Local activity is retried infinitely in case a workflow exception occurs directly after

Hi, I have a question. We observed that by default, a workflow will perform a replay if some exception in the workflow itself occurs,
* unless the exception class is a ApplicationFailure.newNonRetryableFailure()
* or the excepction class is in the ‘FailWorkflowExceptionTypes’
for which the workflow will fail instead.

Now we also observed that in case there is a LOCAL activity in front of some workflow exception, it turns out that the LOCAL activity is executed but NOT stored at all in the history. Therefore, it happened that the workflow is replayed infinitely, and the LOCAL activity as well, resulting in an infinite number of messages sent by the activity.

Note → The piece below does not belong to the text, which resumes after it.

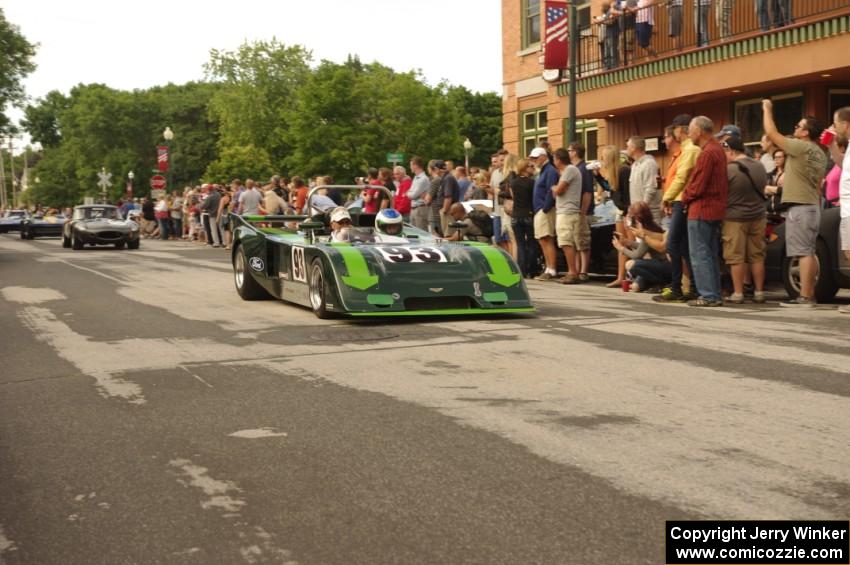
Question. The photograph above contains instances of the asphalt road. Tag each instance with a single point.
(148, 415)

We also know that one should avoid exceptions being thrown in a workflow, however in a rare case of a bug in our code, it might still occur that for example an IllegalStateException is thrown. This results in undesired behaviour, namely activities being executed over and over again.

We also checked that this does not happen for REMOTE activities, or in case we add a sleep of 1ms between the LOCAL activity and the IllegalStateException.

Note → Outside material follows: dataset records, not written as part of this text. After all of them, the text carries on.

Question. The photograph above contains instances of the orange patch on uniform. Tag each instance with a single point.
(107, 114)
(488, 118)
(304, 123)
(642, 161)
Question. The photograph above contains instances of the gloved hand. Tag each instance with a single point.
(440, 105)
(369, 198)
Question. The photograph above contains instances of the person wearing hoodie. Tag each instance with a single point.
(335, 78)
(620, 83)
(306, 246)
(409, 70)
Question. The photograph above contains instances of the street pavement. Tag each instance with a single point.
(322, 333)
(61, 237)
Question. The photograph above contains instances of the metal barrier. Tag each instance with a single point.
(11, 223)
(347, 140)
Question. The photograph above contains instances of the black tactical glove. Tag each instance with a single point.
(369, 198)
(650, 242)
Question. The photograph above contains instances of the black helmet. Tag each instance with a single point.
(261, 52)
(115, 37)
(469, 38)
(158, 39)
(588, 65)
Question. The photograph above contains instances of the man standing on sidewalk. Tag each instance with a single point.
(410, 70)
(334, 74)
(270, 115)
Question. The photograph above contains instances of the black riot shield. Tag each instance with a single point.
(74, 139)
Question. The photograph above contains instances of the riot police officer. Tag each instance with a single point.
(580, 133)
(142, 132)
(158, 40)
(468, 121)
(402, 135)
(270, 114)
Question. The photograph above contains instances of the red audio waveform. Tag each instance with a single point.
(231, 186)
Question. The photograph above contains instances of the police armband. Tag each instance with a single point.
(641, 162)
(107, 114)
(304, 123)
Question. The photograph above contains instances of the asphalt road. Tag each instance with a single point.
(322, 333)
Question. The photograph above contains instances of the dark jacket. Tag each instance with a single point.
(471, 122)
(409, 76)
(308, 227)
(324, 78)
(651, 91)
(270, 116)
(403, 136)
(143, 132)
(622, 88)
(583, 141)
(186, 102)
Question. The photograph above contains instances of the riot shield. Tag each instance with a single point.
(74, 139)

Question: is this behaviour as intended/expected, or might this be a bug in Temporal?
(Using Temporal server version 1.20.3)

public class TestReplayWorkflowImpl implements TestReplayWorkflow {

    private final TestReplayActivities testReplayLocalActivities = newLocalActivityStub(TestReplayActivities.class, LOCAL_ACTIVITY_OPTIONS);

    private Optional<OrderCreatedResponse> orderCreatedResponse = Optional.empty();

    @Override
    public void orderCreatedResponseReceived(OrderCreatedResponse response) {
        this.orderCreatedResponse = Optional.of(response);
    }

    @Override
    public void execute(Request request) {

        testReplayLocalActivities.createOrder();
        Workflow.await(() -> orderCreatedResponse.isPresent());

        testReplayLocalActivities.sendMessage("Message from local activity!");
        
        throw new IllegalStateException("Illegal state exception!");
    }
}

This behavior is expected. We plan to add the ability to pause workflow task retries after a configured interval to avoid too many retries.

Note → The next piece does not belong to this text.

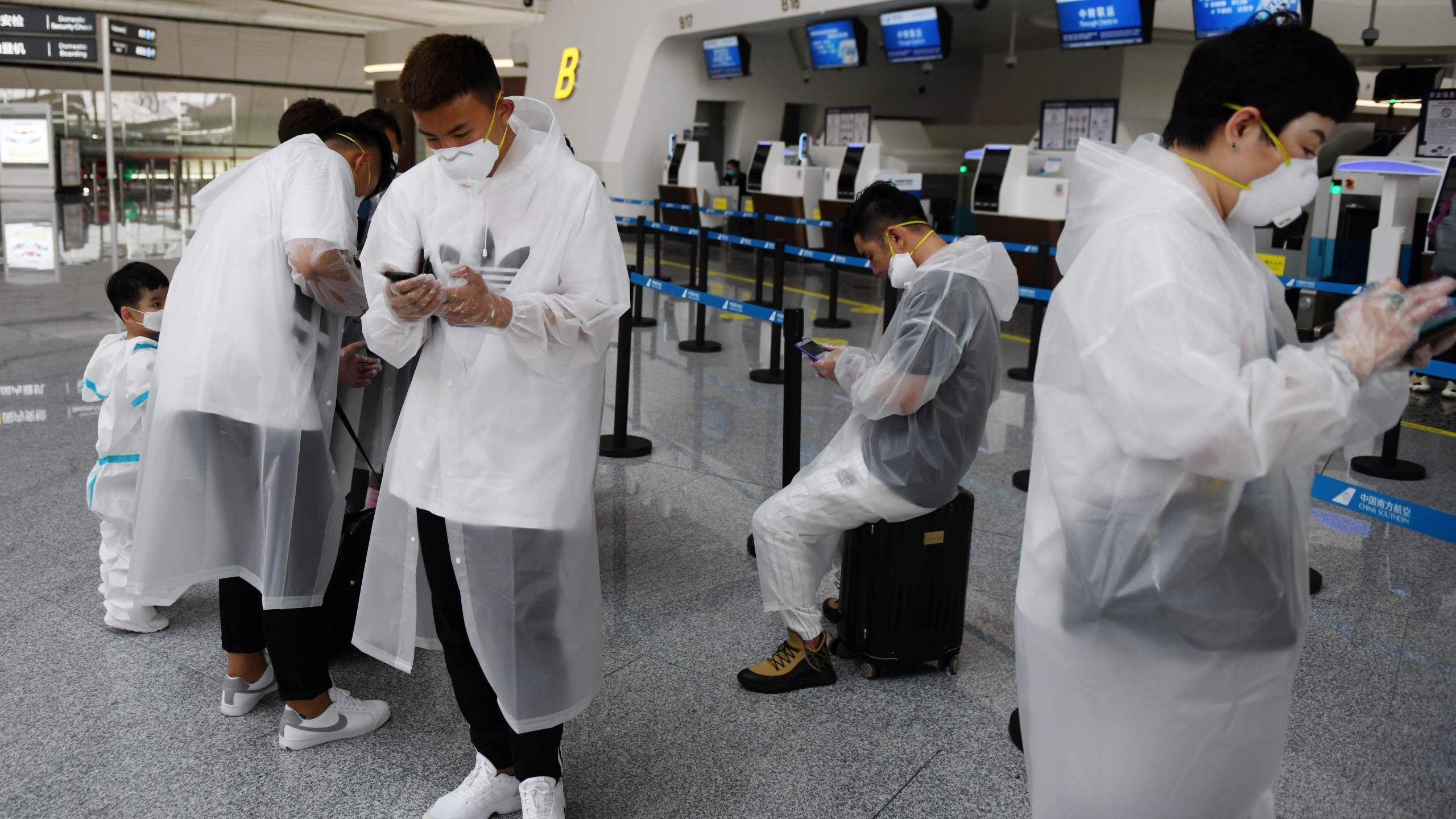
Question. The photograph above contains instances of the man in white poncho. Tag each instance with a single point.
(485, 537)
(239, 486)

Ok, thanks. Could you explain what the reason is that this is expected? From my perspective, I think what happens that if you ‘kill’ the workflow fast enough by throwing an exception, Temporal does not have enough time to store the local activity in the history (because it happens in the same thread), while waiting for 1ms is just enough time. Am I right there?

The main idea behind local activities is that their result is only recorded when the workflow task completes. This happens when a workflow is blocked and cannot progress without some external event like a timer, an activity completion, or a signal. An exception causes workflow task failure, meaning no result is recorded. The task is retried, which leads to the local activity reexecution.

Ok thank you very much for the clear explanation!